October Goals I wrote:
Financial
1) Pay off student loans and other minor debts (Should happen quickly)
2) Buy property, probably a condo, idk
3) Invest and Transition into more enjoyable work that promotes "Flow" and "Meaning" (this is sort of non-financial too)
4) Track my spending and choose a more sustainable lifestyle
5) Save enough to get to a 3% WR for that lifestyle
Non-Financial
1) Drop 20 lbs (haha)
2) Develop a daily Spirituality practice (haha)
Haha because I have written this several times and have not yet achieved these so. Something to review in the future as to why that is.
January Update/Rewrite on these
Financial 1 - Work gave me $10K, so I have like $2K left on the student loans and work is going to give me the other $2K or whatever it is in December. So these are functionally done. I've also paid off all other debt so I am calling this one done.

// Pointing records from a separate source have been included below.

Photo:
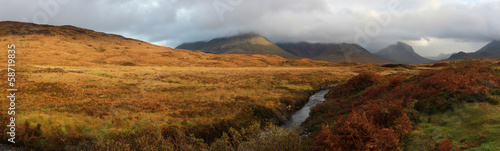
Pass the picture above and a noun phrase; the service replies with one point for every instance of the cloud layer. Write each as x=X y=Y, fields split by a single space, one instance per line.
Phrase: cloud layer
x=431 y=26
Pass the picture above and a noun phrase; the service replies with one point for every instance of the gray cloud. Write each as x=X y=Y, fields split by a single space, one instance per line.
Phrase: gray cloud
x=428 y=24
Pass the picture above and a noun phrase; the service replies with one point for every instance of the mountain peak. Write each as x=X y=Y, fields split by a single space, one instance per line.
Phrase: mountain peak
x=401 y=53
x=246 y=43
x=492 y=46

Financial 2 - So, I morphed this into, let's rent a condo and make sure we even like condos. And I spent time looking at condos this month and I'm realizing that to rent a condo like the one I'd like to buy is a minimum of $1700+utilities. and right now I am spending $615 including utilities basically. and it's a big swallow. and I'm having doubts and second thoughts. I can spend way less than $1200/mo to make my current situation tolerable and be equally happy. So. I don't know what to do with this yet.

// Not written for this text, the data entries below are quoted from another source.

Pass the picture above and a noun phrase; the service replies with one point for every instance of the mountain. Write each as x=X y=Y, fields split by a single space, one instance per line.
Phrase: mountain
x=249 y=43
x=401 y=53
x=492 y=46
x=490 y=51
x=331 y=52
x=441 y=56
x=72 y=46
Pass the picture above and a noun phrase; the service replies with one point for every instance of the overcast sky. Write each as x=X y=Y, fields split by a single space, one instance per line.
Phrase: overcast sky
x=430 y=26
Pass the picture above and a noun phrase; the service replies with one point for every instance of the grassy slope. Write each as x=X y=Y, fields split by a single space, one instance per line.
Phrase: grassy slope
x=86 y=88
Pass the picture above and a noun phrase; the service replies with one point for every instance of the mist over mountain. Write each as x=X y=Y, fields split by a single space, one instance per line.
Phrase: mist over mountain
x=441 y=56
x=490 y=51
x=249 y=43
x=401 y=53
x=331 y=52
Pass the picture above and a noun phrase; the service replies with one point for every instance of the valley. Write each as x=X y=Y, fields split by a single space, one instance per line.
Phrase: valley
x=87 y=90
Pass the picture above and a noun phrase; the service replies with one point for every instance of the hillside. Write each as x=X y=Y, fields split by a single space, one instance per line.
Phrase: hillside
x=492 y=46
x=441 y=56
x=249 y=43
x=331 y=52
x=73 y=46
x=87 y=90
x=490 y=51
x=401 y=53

Financial 3 - Oh I am really proud of myself! I started a self improvement book club. Last month we read A Man's Search for Meaning and this month we are reading The Go Giver. I am really glad that I am taking a step doing more activities that create flow and meaning for me even if they aren't paid, I actually don't care that they aren't paid I just want practice doing this sort of thing. BTW A man's search for meaning is an incredible book, it really changed me, and I recommend it to everyone here. I am going to work on infusing more meaning into my job and approaching the way I view life with the lens of "meaning" rather than success, or happiness.

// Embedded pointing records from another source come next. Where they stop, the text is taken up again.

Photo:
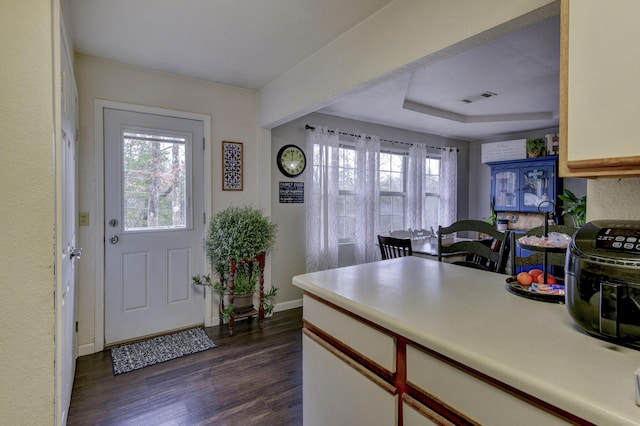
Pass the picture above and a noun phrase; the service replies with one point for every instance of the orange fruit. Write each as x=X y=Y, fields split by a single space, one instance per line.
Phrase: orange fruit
x=550 y=279
x=524 y=278
x=534 y=273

Financial 4 - Mint says I spent about $2800. I spent about $250 on gifts, $110 on a passport renewal, and $300 for $400 of Botox credit. You know, I am okay with all that. I would rather feel like I can buy someone a gift because they will appreciate it and because I want to, than feel like I can't afford to do it. And I find myself frowning enough to get that line in between my eyebrows, and if I don't take care of it, I will have permanent angry face. Well fuck that. If it costs me $600/yr to not have permanent angry face, that is the way it is. Well, $500 now since I did the thing. I think I am still in observation mode on this. Seeing where my spending naturally falls right now without any restraint, since I've proven to myself I can get to $1150 when I am really motivated, I sort of know that's a lower boundary for me.
Financial 5 - doing it! I think one thing I didn't realize when I started work, is that really what I was doing was picking up a second job, because I never really got around to fully quitting my first job. So I am doing this job, but still working on the side way more than I anticipated. So that is really nice, it speeds things up.
NonFinancial 1 - doing it, I really cracked down mid-Nov thru Jan 3 on my eating, ate really cleanly. I didn't quite make it yet but I made a lot of progress. I am trying to transition away from being so harsh and strict and find a more sustainable way of eating so I am focusing a lot on tracking my food. will write more below about this.
NonFinancial 2 - doing it! yay! see below.
Okay so basically I found this journal online called the Best Self Journal and it is a $31 journal that is supposed to last you 13 weeks. Well I think that is a little nuts and it turns out they have a PDF of the journal online. So I have read it and tweaked it and made it work for me. and this journal is such a great habit for me! I feel much more focused and productive with it.
The way it works is: you come up with 3 goals. Then you come up with 3 progress goals per goal, and break those down into tasks. Then you journal daily, weekly, monthly, with those goals. Yeah, nothing earth shattering, and shit everyone here has heard before. But I am really appreciating the structure greatly and I've been doing it!
So I've decided my three main goals over the next 3 months are:
1) Meditate every day (I call it MRC - Meditate, (self)Reiki, Connect (with self))
2) Eat Mindfully
3) Journal every day
And this is the worksheet I created to fill out for myself every day to plan my day:
https://docs.google.com/document/d/1OwH ... sp=sharing
And it's working and I'm doing it! I feel so much more productive, I am making better use of my time, I am being more mindful of my time and my goals, and I am feeling more on track with things. It is helping me greatly.
One last note about time before I sign off. I was feeling severely time crunched this month. The newness of the job wore off and I was starting to get that 'grind' feeling and I was starting to severely regret my decision to go back to work. And then I had this weird 'fight/non-fight' with my boyfriend this week and all of a sudden I found myself with a lot of time in the evenings. And I actually found myself feeling rejuvenated and I actually am starting to feel like I can go back to work on Monday and accomplish some good stuff. and that was so eye opening! it wasn't necessarily all work's fault that work is a grind. I need to be really much better about how I spend my free time. If I spend my free time well, then work doesn't feel like a grind. And maybe this relationship isn't good for me. Truthfully it has been a large drain of time and energy, I thought it was worth it, but maybe it wasn't. And you know what else? When I was pursuing ERE hard in 2012, my relationship sucked then too! And I thought I was so unhappy because of my job. Well, I was, and that job sucked, but I guess the lesson is, I have to have a certain amount of mental resources to be happy at work, and if I am having an impossible time coping at work, it means something is off in my non-work life.
I am encountering typical normal challenges in that which is life but overall I feel like I'm doing well and making good progress.